The British Takeaway Campaign (BTC) represents restaurants and takeaways throughout the country, most of them small businesses without huge resources behind them.
Most commercial tenants pay their rents quarterly in advance on the quarter days, and as the next one is due next week (1st April) the group is calling for an immediate three-month freeze.
The BTC group has warned that without this help from landlords, many thousands of Britain’s restaurants and takeaways will be facing insolvency “within weeks, if not days”.
Ibrahim Dogus BTC chair has written a letter to the major landlord trade bodies including the British Property Federation and Revo:
“We appreciate that landlords will have significant concerns for their income and in recent years have had to cope with the demise of traditional retailing and its impact on the high street,”
“However, restaurants and takeaways simply do not have the capital to meet their rent obligations while they struggle to cope with the challenges coronavirus has brought.”
Dogus reminded landlords that without the survival of these restaurants they would be facing long voids with no rents and business rates to pay. It would be of “mutual interest” to save these businesses says Dugas.

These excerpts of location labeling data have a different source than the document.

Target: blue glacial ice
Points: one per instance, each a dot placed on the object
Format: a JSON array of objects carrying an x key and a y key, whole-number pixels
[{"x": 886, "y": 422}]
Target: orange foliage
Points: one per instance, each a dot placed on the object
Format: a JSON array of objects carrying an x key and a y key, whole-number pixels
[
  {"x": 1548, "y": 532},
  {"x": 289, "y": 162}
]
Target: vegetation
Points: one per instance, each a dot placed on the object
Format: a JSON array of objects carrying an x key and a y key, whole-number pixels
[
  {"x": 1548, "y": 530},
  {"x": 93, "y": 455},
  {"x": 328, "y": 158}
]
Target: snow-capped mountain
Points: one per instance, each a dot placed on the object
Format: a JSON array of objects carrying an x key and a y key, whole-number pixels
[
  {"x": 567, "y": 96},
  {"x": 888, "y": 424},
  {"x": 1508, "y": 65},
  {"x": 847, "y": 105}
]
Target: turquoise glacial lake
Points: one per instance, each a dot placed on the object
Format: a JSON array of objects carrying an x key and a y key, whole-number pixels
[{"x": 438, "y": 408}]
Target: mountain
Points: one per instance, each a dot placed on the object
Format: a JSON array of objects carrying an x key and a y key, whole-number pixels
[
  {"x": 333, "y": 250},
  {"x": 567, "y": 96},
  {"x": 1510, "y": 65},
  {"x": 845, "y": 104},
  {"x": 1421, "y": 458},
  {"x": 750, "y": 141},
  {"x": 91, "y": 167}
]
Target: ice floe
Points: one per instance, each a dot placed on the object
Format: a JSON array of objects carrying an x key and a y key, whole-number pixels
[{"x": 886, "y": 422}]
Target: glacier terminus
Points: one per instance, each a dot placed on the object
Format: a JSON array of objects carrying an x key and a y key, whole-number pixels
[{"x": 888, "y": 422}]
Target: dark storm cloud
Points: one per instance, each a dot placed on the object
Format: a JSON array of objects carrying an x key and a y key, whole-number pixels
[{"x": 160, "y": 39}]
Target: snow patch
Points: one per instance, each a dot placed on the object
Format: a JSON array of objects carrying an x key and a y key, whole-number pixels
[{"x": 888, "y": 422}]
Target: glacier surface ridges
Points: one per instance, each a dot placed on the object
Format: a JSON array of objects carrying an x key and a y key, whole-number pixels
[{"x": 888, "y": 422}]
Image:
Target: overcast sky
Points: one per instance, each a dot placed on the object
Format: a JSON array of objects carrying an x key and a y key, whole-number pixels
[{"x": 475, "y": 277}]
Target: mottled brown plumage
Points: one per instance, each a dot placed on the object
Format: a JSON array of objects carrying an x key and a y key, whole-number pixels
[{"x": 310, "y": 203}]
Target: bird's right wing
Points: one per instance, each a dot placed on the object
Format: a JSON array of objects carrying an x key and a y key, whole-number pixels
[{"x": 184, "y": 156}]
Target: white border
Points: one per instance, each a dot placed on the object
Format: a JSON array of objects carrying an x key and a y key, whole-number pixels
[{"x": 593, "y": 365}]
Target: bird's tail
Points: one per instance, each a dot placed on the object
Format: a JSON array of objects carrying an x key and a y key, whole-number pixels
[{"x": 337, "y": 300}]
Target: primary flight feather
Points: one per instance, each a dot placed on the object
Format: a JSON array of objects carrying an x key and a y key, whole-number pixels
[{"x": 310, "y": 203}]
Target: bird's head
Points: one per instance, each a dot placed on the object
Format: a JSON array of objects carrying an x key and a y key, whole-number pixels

Prime Minister Boris Johnson had ordered the closure of all pubs, restaurants and bars across the UK from last Sunday, and he appealed to all people to stay at home and isolate unless absolutely necessary, and to avoid close contact other than with family members (social distance – keeping 2 metres apart), to help to slow the spread of the coronavirus.
Restaurants are to be allowed to offer takeaway services while taking precautionary measures, but this will put even more pressure on traditional takeaways if pubs and restaurants enter the takeaway market, as they appear to be doing.
The BTC has confirmed that the British hospitality industry is “on the brink”, stating that while some landlords have moved to offering rent holidays or deferments / rescheduling of rent payments, these appear to remained in the minority.
“Our members tell us that the majority of landlords are refusing to provide any flexibility on this issue. In our view, this is irresponsible,” says Dogus.
Pubs and restaurants are already laying off staff due to the crisis, but chancellor Rishi Sunak last week said the government would underwrite wages and pay up to 80 per cent of the wages for those staff who are unable to work as a result of Covid-19.
*The traditional English quarter days are: March 25, June 24, September 29 and December 25. In Scotland the traditional quarter days or term days are: 28 February, 28 May, 28 August, 28 November. The modern quarter days: 1 January, 1 April, 1 July.